This is the only time in that four years that anyone from the dealership has contacted me, other than to send oil change coupons or follow up on service visits. Their attempt to “engage” with me felt spammy and one-sided, in no small part because it came out of the blue. I’m sure the strategy is “contact customers who might be ready to buy,” but in practice it becomes “contact customers every four years and start over again.”

By the time the sales process was complete, I had spent a fair amount of time with the salesperson, and we’d developed a bit of a rapport. That vanished the moment I drove off the lot. I can’t remember his name. If I wanted to buy a new car today, I wouldn’t have a clue how to find him. “Hi, I was in here four years ago and bought an Outback from a white guy, kind of young, about yay high, blue shirt.
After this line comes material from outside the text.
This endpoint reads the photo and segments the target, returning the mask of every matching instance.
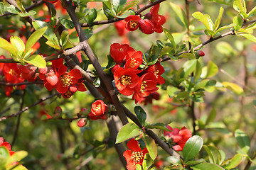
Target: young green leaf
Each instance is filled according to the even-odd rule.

Is he around?”

The fact is, I did buy a new car about four months ago. And I test drove a Subaru. I suspect, knowing me, I probably talked about it online. If Whitey McBlueshirt had stayed connected with me, I might have bought a Subaru WRX from him instead of a VW GTI from another guy who dropped off the face of the Earth as soon as the ink was dry on the contract.

If you engage with your customers in an honest and mutually-beneficial way, they will appreciate it. If you build a relationship, there are many tools available to help you maintain it. If you repackage traditional, hackneyed, one-sided sales techniques with a veneer of “engagement,” all but the most naive will see through you.